Next: Bus Messaging Pattern
Implementing network protocols in user space is not as uncommon as it may seem. The advantages when compared to implementing them in the kernel space range from easier development, more freedom to experiment and greater portability to less hassle with the distribution (the pain of getting the patch into the mainline kernel vs. simply uploading a user space library to GitHub), improved performance thanks to kernel by-pass and no way to provide a kernel space implementation for proprietary platforms like Windows.
While my experience in the area is based on my work on ZeroMQ and more recently on nanomsg, there are many other libraries that share the same challenge. One may mention, for example, OpenPGM (reliable multicast, RFC 3208), UDT (bulk transfer protocol) or OpenOnload (Solarflare's kernel by-pass networking).
This article gives an overview of technical challenges of designing an idiomatic APIs for network protocols implemented in user space and provides a background for my recent EFD_MASK patch to Linux kernel.
When implementing a network protocol in user space you will almost certainly start with some kind of clone of BSD sockets API:
struct myproto_sock {
...
};
struct myproto_addr {
...
};
struct myproto_sock *myproto_socket (void);
int myproto_close (struct myproto_sock *s);
int myproto_bind (struct myproto_sock *s, myproto_addr *addr);
int myproto_connect (struct myproto_sock *s, myproto_addr *addr);
ssize_t myproto_send (struct myproto_sock *s,
const void *buf, size_t len, int flags);
ssize_t myproto_recv (struct myproto_sock *s,
void *buf, size_t len, int flags);
However, when implementing anything except for the simplest client applications this API is not sufficient.
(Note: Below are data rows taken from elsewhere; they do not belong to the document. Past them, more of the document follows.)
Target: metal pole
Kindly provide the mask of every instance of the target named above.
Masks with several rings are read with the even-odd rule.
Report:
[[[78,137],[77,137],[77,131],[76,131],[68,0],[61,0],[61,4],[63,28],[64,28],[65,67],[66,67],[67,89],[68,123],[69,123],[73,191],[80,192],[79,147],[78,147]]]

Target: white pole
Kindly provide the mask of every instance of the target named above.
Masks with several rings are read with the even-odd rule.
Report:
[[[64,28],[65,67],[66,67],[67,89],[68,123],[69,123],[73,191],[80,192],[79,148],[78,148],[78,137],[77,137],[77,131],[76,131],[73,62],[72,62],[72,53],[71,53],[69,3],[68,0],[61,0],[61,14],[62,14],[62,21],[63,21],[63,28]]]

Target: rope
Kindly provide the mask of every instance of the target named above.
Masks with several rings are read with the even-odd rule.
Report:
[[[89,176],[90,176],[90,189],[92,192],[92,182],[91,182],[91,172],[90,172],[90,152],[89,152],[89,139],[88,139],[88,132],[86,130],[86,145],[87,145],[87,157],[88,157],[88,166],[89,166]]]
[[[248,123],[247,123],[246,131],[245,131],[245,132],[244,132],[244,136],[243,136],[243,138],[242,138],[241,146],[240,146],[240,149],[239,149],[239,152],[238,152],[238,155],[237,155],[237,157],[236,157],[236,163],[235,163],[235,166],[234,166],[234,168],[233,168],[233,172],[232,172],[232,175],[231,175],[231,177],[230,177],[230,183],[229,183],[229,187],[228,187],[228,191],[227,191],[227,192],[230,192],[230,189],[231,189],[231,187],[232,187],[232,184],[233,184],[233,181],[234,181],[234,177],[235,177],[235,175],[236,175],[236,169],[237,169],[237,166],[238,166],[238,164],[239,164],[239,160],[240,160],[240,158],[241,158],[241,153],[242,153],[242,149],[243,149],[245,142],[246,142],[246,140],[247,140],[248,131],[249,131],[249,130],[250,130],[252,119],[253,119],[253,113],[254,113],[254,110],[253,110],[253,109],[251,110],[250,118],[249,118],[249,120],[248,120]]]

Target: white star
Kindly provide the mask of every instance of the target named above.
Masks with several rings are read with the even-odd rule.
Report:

To handle more than one socket in parallel, you need polling. For example, your server application may want to wait until at least one of several myproto sockets becomes readable.
Once again, the most obvious solution is to fork the polling API from BSD sockets:
struct myproto_pollfd {
struct myproto_sock *fd;
short events;
short revents;
};
int myproto_poll (struct myproto_pollfd *fds, nfds_t nfds, int timeout);
The next stumbling block is combining classic TCP or UDP sockets with myproto sockets in a single pollset. What if the server application wants to handle a set of myproto sockets along with a set of TCP sockets? The above API doesn't support that kind of thing. We have to modify the myproto_pollfd prototype to allow for using either myproto_sock pointer or regular OS-level file descriptor:
/* rawfd field is used instead of fd when the latter is set to NULL */
struct myproto_pollfd {
struct myproto_sock *fd;
int rawfd;
short events;
short revents;
};
The API is getting a little ugly, but it's still more or less usable. Unfortunately, it's not yet the end of the trouble. Actually, this is the point where things start to get hairy. Let's inspect the next use case.
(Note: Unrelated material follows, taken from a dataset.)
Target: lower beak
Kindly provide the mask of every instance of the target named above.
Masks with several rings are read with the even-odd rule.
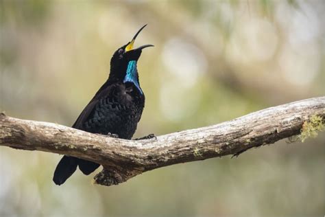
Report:
[[[143,49],[145,47],[154,47],[154,45],[142,45],[142,46],[140,46],[139,47],[135,49]]]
There are many widely used asynchronous networking frameworks out there. Their main goal is to shield the user from the complexity of handling many connections in parallel. Obviously, central piece of each such framework is a loop polling on a set of sockets and invoking user-supplied handlers when the poll reports a network event. The polling itself is done via one of the system-level polling mechanisms, such as select, poll, epoll, kqueue, IOCP, or /dev/poll.
However, myproto sockets require a special polling function (myproto_poll) and thus cannot be integrated with such frameworks.
In theory, the framework can be modified to use myproto_poll instead of the system poll, but such a patch is never going to get into the mainline. The most obvious reason is that it makes the framework dependent on the myproto library, but the real problem occurs when there's a need to handle two different user space protocols. One asks the framework to use myproto_poll function, other one asks it to use someoneelsesproto_poll. There's no way to reconcile the two.
In short, protocol developer's only option is to somehow provide a native file descriptor for the frameworks to poll on. It can be done, for example, in the following way. This example assumes that myproto is a protocol built directly on top of IP layer:
struct myproto_fd {
int raw; /* underlying IP (SOCK_RAW) socket */
...
};
int myproto_getfd (struct myproto_fd *s)
{
return s->raw;
}
The user is expected to retrieve the underlying system file descriptor from myproto_fd (via myproto_getfd function) and use it for actual polling (select, poll, epoll etc.)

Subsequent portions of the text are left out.